One major defense contractor, he recounts, went outside the company to hire a man to head its Tehran operation toward the end of the Shah's rule. A huge villa was rented for him and his wife; the understanding was that they would do considerable official entertaining there. ''But the wife kept backing out of hostess duty, making excuses about not having the right kind of crystal centerpiece or something.'' The company ended up holding its receptions in the cramped apartments of contract administrators who lacked prestige but at least were experienced dealing with Iranians day to day.
''Both the man and his wife turned out to be alcoholics, and they had other problems, too. And besides, the husband simply didn't fit into the company's 'corporate culture.' He was hired for his technical expertise, but was more an authoritarian than a team player, as the others in the company were.''
The company finally had to replace the man in Tehran, at a cost of ''hundreds of thousands of dollars,'' says Kozloff, and was unable to find him a new position within the company.
''A good company will allow people to back out gracefully. These decisions (to accept an overseas assignment) must be family decisions. The stresses are real.'' On the other hand, he notes, ''working abroad affords great opportunities for personal growth, for more money, and for foreign travel.''
What if employees find such a screening process an invasion of privacy? ''It's true that there is that element of risk that you could turn people off by a line of questioning,'' the aerospace official notes. ''But nobody should want to get into Saudi Arabia (for example) if they're not fitted for the job.'' His company stresses to candidates for overseas posts that it's to their advantage as well as the company's to speak up if there are problems.
''I can understand why you have to probe,'' says Mr. Adair, adding that ''the basic response, the willingness or unwillingness to submit to a test,'' says something in itself about the employee.

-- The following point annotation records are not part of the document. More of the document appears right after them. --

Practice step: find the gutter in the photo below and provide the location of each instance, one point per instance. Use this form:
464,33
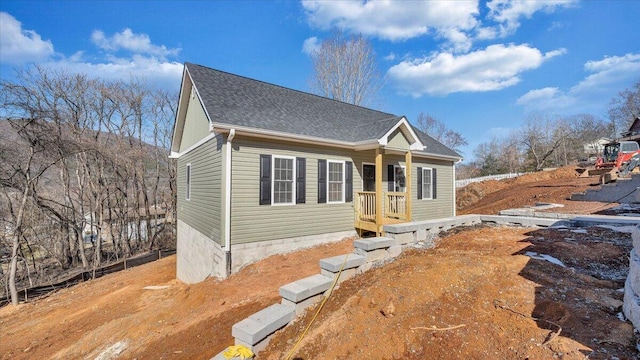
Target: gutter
227,201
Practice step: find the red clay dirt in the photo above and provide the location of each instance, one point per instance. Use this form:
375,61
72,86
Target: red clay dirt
478,277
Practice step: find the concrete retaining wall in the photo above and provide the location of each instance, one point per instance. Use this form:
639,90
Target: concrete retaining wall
245,254
199,257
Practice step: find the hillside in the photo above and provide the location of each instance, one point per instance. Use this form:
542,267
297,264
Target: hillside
478,287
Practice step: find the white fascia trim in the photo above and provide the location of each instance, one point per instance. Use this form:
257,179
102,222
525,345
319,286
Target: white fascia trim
437,156
206,111
227,192
177,123
417,144
175,155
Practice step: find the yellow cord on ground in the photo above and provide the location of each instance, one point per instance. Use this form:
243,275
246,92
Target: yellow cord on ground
240,351
335,281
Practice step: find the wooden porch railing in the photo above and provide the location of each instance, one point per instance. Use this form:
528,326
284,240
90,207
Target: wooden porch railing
395,205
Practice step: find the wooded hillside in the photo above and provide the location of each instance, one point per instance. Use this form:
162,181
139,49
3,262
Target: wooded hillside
84,173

One employee at another major defense contractor, which has engaged the services of Selection Research International, says her company finds SRI ''can make a very real difference in the cost of a project.'' One part of SRI's services is training the client company's own personnel staff. The employee notes that ''in learning how to interview, they learn how to pick up discordant notes without probing or being intrusive.''
Mr. Kozloff argues that the differences between educational or health-care services in the United States and those abroad justify a level of screening that might otherwise be deemed intrusive. ''In some of these places, the solution to a health-care crisis is to put someone onto a Lear jet and send him to (a US hospital in) Athens.''
His research has put lack of technical competence at the bottom of the list of things likely to contribute to failure in an overseas assignment, although it is one of the easier problems to screen for.
''What is more likely to contribute to failure overseas is lack of flexibility, adaptability, and patience,'' Kozloff says. Marital stress is another critical negative, and one hard to screen for.
''American companies screen employees beautifully for technical expertise, but only secondarily for management skills'' and sensitivity to other cultures, says Clifford Clarke of the Intercultural Relations Institute in Palo Alto, Calif.